In that year, nearly half of the desert in Engebei was covered by vegetation. With poplar trees and green grass, the once barren land was fertile again. A breeding and plantation base, the largest in north and northwest China, was also set up there, providing local farmers a large number of nurseries and cash crops that have increased their production and income. Kubuqi is praised as a model of desertification control by the United Nations, and Engebei is identified as a national ecological demonstration zone, attracting tens of thousands of tourists from home and abroad every year.

Tree-lined Engebei after years of desertification control

Tree-lined Engebei after years of desertification control


 
Following Toyama's will, half of his ashes were brought back to Engebei and scattered in this piece of now green land that he affectionately loved and cared for. Toyama is like a seed and a torch. His passing did not mean the end of the desertification efforts in Engebei; instead, inspired by him, young volunteers from all over Japan continue to come to Engebei with seedlings and flower seeds, contributing to China's ecological development. Thanks to the unremitting and concerted efforts of Chinese and foreign friends, the vegetation coverage of Engebei reached 78% and the forest coverage 41% by 2020.

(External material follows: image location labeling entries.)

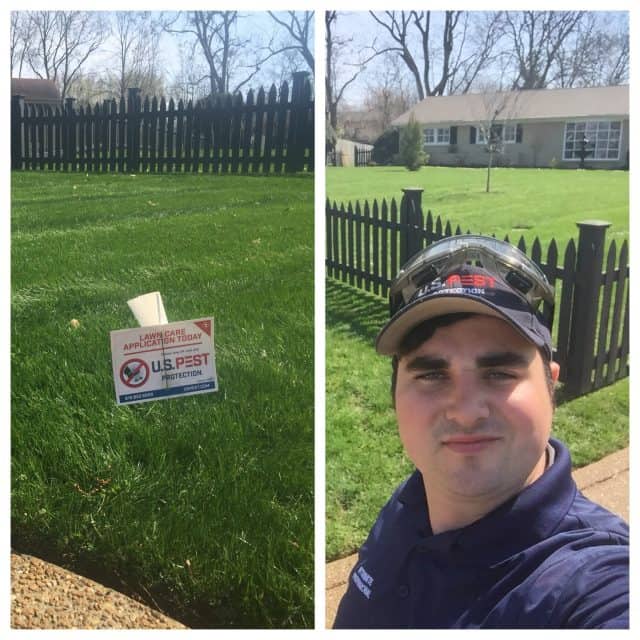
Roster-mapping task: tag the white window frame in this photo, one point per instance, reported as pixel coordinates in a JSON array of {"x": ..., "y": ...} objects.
[
  {"x": 506, "y": 128},
  {"x": 603, "y": 139},
  {"x": 437, "y": 136}
]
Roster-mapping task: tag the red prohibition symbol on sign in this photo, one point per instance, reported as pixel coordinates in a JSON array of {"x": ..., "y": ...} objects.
[{"x": 134, "y": 373}]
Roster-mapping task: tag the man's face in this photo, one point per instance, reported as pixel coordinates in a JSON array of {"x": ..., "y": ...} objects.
[{"x": 474, "y": 410}]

Even decades before, Toyama seemed to have foreseen this great success. He said that environmental issue goes beyond national borders. It needs global efforts, and in this sense, the Japanese are actually helping themselves when they come to green the deserts in China. Driven by his sense of justice, conscience, foresight and broad-mindedness, Toyama Seiei made remarkable contributions to China's ecological conservation and environmental protection, and won the respect of the Chinese people. He not only planted green trees in Engebei, but also sowed the seeds of reconciliation and friendship between China and Japan.